Saturday at the Ohio State Championships

25 Mar

On the final day of the ’11-’12 Ohio HS basketball season, with four champions being crowned, the stars were out in the hopes of becoming legends….

Kevin Johnson

  • Kevin Johnson – ’13 Cincinnati Summit PG/SG: Dominating the game offensively is something that Johnson has done many times, doing so in the State Championship game while playing through foul trouble and shooting only nine shots is something different. The 6’2 combo guard played an excellent floor game by drawing help and dishing it underneath to big men, or to the corners to three-point shooters, for a game high 8 assists in Summit’s win. As athletic a guard as there is in Ohio in his junior class Johnson stunned defenders with hesitation moves and attacked the rim at top speed, scoring three times around the rim in the third quarter for the majority of his 11 points. When the hesitation move caused defenders to jump back “KJ” also showed his confidence in his shooting stroke, pulling up for a smooth jumper from about 17 feet and knocking it in. When Johnson plays with that high of a level of decision making there aren’t many better guards out there.
  • Caris Levert – ’12 Pickerington Central SG: The 6’5 guard just continues to move up the rankings with his ever improving all-around play. A big time shooter with a quick release that is able to hit a variety of shots Levert stroked jumpers off the dribble, including two mid-range jumpers off killer crossovers, and also hit shots curling around double-screens. Levert has really improved his handle, including his previously mentioned crossover, and now possesses a complete offensive arsenal of moves and scoring skills. Ohio University is getting themselves a great player in Levert who is only going to get better as he continues to add weight to his feet. Levert finished with a game high 20 points in leading his team to a State Championship in Division I.
  • Nigel Hayes – ’13 Toledo Whitmer PF: Back to back baseline dunks early in the third quarter from the powerful 6’7 forward had the fans excited but it was the agility of Hayes, not the raw power, that impressed us. For the second day in a row Hayes showed off an improved handle, playing with patience and displaying good vision as to when to pick spots to attack the defense. Playing as his team’s top perimeter and post scorer the junior finished with 15 points, 9 rebounds, and 3 assists. Hayes was probably the most impressive player of the Final Four with his improving skill set, athletic abilities, and intensity.
  • Caris Levert

    Reggie McAdams – ’12 Elida SF: The University of Akron got themselves a recruiting steal with McAdams, that cannot be overstated. The 6’6 wing showed that he can take over stretches of a game on the biggest stage as he scored 12 first quarter points, before finishing with a game high 24, in a two point loss to Dayton Dunbar in the D2 State Championship game. McAdams had his shooting stroke tuned in early as he knocked down four three-pointers in the game, all of them closely contested by taller Dunbar defenders. With his team’s guards being hounded into turnovers McAdams also assumed some ballhandling responsibilities and was able to create chances in the lane even against the quickest of defenders. With his high level athleticism and versatility on full display at OSU McAdams left no doubt that he is one of Ohio’s top talents.

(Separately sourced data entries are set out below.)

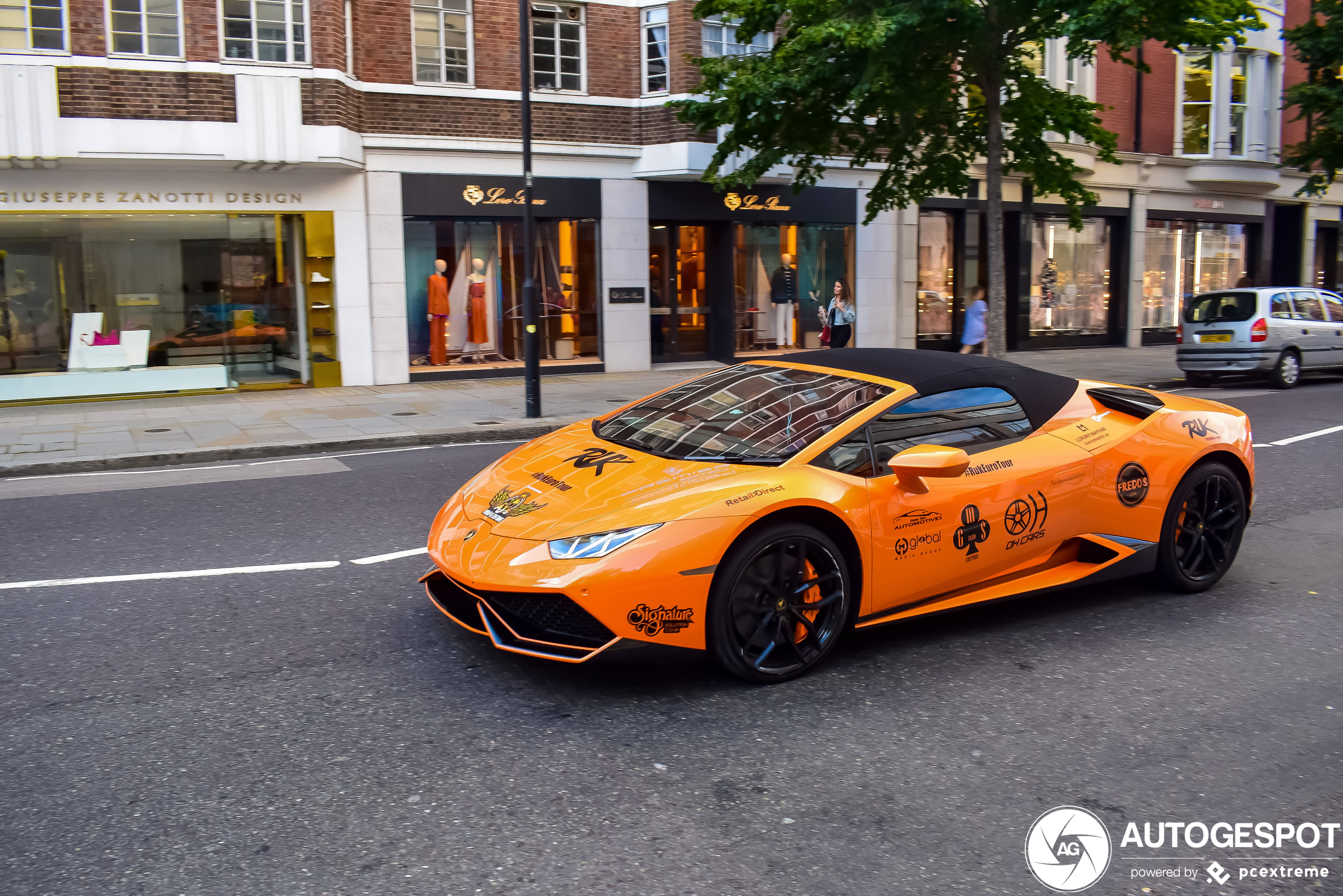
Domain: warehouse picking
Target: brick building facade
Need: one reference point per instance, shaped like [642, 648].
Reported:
[328, 109]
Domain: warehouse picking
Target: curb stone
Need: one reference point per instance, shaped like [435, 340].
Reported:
[503, 433]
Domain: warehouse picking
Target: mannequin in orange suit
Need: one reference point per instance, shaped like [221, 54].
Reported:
[438, 312]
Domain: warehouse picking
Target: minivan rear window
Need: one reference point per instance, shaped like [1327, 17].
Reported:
[1221, 307]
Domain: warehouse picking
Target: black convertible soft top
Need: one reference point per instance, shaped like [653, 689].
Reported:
[1040, 394]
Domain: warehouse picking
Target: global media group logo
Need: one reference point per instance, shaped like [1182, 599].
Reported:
[1068, 849]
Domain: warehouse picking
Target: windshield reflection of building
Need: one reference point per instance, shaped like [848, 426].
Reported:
[735, 413]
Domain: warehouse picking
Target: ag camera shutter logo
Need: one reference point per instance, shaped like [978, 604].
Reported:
[1068, 849]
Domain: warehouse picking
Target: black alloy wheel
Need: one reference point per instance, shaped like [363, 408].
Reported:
[779, 604]
[1287, 373]
[1202, 530]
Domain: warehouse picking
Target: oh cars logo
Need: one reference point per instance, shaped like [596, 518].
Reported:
[1068, 849]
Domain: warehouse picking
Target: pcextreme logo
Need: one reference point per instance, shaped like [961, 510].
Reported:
[1068, 849]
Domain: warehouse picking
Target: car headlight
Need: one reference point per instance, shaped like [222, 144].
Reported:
[585, 547]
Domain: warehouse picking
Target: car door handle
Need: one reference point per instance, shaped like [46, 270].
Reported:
[1071, 473]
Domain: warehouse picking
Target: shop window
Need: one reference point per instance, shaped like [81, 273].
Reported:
[656, 50]
[1197, 108]
[442, 42]
[34, 25]
[1070, 291]
[465, 291]
[1185, 258]
[558, 51]
[804, 261]
[719, 38]
[936, 238]
[145, 27]
[210, 289]
[265, 31]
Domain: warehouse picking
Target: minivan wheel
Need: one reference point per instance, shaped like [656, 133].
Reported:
[1287, 373]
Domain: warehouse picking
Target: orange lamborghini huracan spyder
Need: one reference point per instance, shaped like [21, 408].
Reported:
[763, 510]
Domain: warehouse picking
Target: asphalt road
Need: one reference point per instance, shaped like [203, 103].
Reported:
[328, 731]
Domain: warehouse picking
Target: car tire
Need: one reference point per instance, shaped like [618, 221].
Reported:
[1202, 530]
[762, 625]
[1287, 373]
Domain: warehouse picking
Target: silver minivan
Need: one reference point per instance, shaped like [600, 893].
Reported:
[1279, 331]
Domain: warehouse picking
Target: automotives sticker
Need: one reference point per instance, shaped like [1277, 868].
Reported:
[505, 504]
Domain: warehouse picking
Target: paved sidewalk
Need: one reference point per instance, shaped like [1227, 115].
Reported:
[135, 433]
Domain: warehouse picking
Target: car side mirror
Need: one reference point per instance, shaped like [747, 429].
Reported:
[914, 464]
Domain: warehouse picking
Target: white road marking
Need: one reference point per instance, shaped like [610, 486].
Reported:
[288, 460]
[187, 574]
[62, 476]
[398, 555]
[1309, 436]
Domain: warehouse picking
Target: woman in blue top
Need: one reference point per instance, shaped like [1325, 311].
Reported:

  • Dakota Mathias – ’14 Elida SG: The 6’4 sophomore really put himself on the state radar over the weekend with two good performances. In Saturday’s state final two point loss the wing guard showed the ability to handle pressure from smaller, and quicker, guards with poise; while still being strong enough with the ball to find teammates. Mathias finished with 4 assists and just 1 turnover against a trapping Dunbar defense as the primary ballhandler for much of the game. He also scored 16 points, including showcasing a pretty stroke indicated by 9/9 free throw shooting. Mathias is a crafty player who can play multiple positions and score from all three levels. He needs to get more athletic but he’s a guy Division II coaches should keep an eye on for the next level.
  • Damarion Geter – ’13 Dayton Dunbar PF: The 6’7 forward is at his best when he’s using his length and great leaping ability to create havoc on the defensive end and the boards. Geter, who is also a very good ballhandler for his size, and a gifted passer, is a versatile offensive threat. The junior finished with 11 points and 5 rebounds in the win. Not a great shooter at this point he does have the capability to make mid-range jumpers; shot selection is going to be the key to his consistency. When he plays with that high motor he can be a tremendous energy player at the college level with the skill set and size to create mismatches.

    Reggie McAdams

  • Deontae Hawkins – ’12 Dayton Dunbar PF: “Teddy” was not going to let his final game end in a loss. The 6’7 combo forward had another double-double by producing 14 points and 12 rebounds in his team’s State Championship win. By being able to shoot from the outside Hawkins was able to draw Elida’s Reggie McAdams away from the basket to create space for his guards to attack the rim. When McAdams wasn’t on him Hawkins used his length and athleticism to get on the offensive boards to finish plays around the rim. “Teddy” finishes his Dunbar career as a two time state champion.
  • Taco Charlton – ’13 Pickerington Central C: The 6’6 post player is more then likely going to be taking the football route at the college level but he still is an effective basketball talent. In their state championship win Charlton totaled 6 points and 6 rebounds while doing a good job slowing down the even bigger Toledo Whitmer frontcourt players. With excellent strength and good athleticism Charlton showed off a high motor and toughness inside. Charlton is capable of scoring from the mid and low post with a turn-around jumper or a short jump-hook but is most effective on the glass on both ends of the floor.
  • Leroy Alexander – ’12 Toledo Whitmer SG: The 6’0 senior combo guard scored 19 points, on 7/10 shooting, hitting a variety of mid-range shots in the lost art of the in between game. Alexander continued to show the athleticism that earned him a football scholarship to Nebraska with a first step that can get by just about anybody. In a game full of physical athletes Alexander was still one of the strongest and toughest players on the floor.